3. Proposed Solution

A. The Build Context

As a solution to the problem of a build-time shared context, a new project
called maven-build-context should be created. This project would provide a
formal mechanism for storing and retrieving structured data from the Plexus
container's Context map. By using a set of tools to access the shared context,
it can be scoped appropriately (per-project, per-thread, etc.) in such a way
as to avoid the problems encountered when using System properties in an
embedded environment. By using structured data, it's possible to avoid
datatype-conversion problems (coercing a String to an int, for example).

B. Plugin Cooperation

By using a shared datatype with a controlled vocabulary, it's possible for
plugins to cooperatively determine whether to execute, based on the actions of
other plugins that were registered in the shared context. Plugins that go
further in detecting build configurations beyond that explicitly laid out in
the POM could inject this detected configuration for use by other plugins.
Such advanced state might include the source or method used to resolve each
project dependency, so that dependencies from certain sources can be handled
differently when the project is deployed (imagine building certain
dependencies from source, then deploying those built dependencies alongside
the main project artifact automatically).

C. Baking it into the Container

Ideally, these shared-context objects should be wired in as part of the
composition process for dependent components, and injected into mojos along
with things like ${localRepository} or ${project}. The act of querying the
application for this build-time information makes it much more difficult to
chart dependencies between components that produce and consume such
information. Therefore, it's important to specify this information as
declaratively as possible, in order to catch potential problems ahead of time,
before the build is in progress. Rudimentary specification of a <dependency/>
element in each component's POM that points to the shared datatype is a good
start, but still doesn't enable a more advanced validation that producer and
consumer of this shared datatype are present and aligned properly.

4. Potential Drawbacks

A. Inter-Plugin Dependencies

Obviously, the biggest concern here is the ability to form inter-plugin
dependencies by specifying a shared datatype in one plugin, and developing
another plugin that depends on that datatype. However, such a dependency
doesn't preclude a new plugin from specifying a binary (not lifecycle)
dependency on the original plugin (the one with shared the datatype), then
acting as an alternative producer.
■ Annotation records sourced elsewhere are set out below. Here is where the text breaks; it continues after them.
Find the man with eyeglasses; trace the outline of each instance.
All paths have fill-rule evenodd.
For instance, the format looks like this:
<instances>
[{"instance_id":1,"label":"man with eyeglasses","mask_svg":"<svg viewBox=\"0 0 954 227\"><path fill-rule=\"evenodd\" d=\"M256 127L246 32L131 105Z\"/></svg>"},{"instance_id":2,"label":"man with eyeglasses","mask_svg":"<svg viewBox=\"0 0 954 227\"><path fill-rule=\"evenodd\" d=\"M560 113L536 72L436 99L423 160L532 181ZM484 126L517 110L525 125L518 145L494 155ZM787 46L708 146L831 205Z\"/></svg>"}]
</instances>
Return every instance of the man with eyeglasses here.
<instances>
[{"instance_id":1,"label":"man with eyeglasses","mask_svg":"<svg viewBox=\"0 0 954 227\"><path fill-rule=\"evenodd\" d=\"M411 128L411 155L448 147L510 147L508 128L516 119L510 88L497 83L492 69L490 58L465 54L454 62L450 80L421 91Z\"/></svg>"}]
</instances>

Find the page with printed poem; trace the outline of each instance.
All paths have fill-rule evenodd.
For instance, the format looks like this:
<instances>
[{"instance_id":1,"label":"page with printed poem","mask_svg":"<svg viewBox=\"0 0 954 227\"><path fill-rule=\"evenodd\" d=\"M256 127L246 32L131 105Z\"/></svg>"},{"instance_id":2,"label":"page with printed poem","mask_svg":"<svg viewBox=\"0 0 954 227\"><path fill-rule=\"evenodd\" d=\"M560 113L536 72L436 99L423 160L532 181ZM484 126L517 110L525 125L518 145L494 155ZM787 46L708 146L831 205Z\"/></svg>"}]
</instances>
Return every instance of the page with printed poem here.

An even better approach would be to specify
the shared datatype in its own project, then provide dependencies on this new
project for each of the three plugins. By doing this, a developer effectively
creates an open protocol for an infinite array of plugins to communicate with
one another through the shared context of the build.

5. Relevant Conversations

A. Transcripts

  1. Jesse McConnell and John Casey (transcript from IRC)

B. Paraphrased Comments from Maven Developers' List

from: Wendell Beckwith

It would be useful to allow reading Maven project instances from sources other than XML files, so we could create them from Manifest.mf/plugin.xml files for Eclipse plugins. Alternately, it would be useful to allow modification of the sorted project list in the reactor (possibly by way of a build-context data element) to allow a plugin to perform a second pass at project-building, and inject those built from Manifests, etc.

from: Brian Fox

It would be nice if Maven could detect whether any action was taken in a previous lifecycle phase, and avoid later actions if they don't need to be performed. Big example here is the jar plugin skipping repackaging if the compile/resources phases didn't execute.

from: Carlos Sanchez

This could be useful in passing along toolchain configurations from plugin to plugin, or component to component as necessary.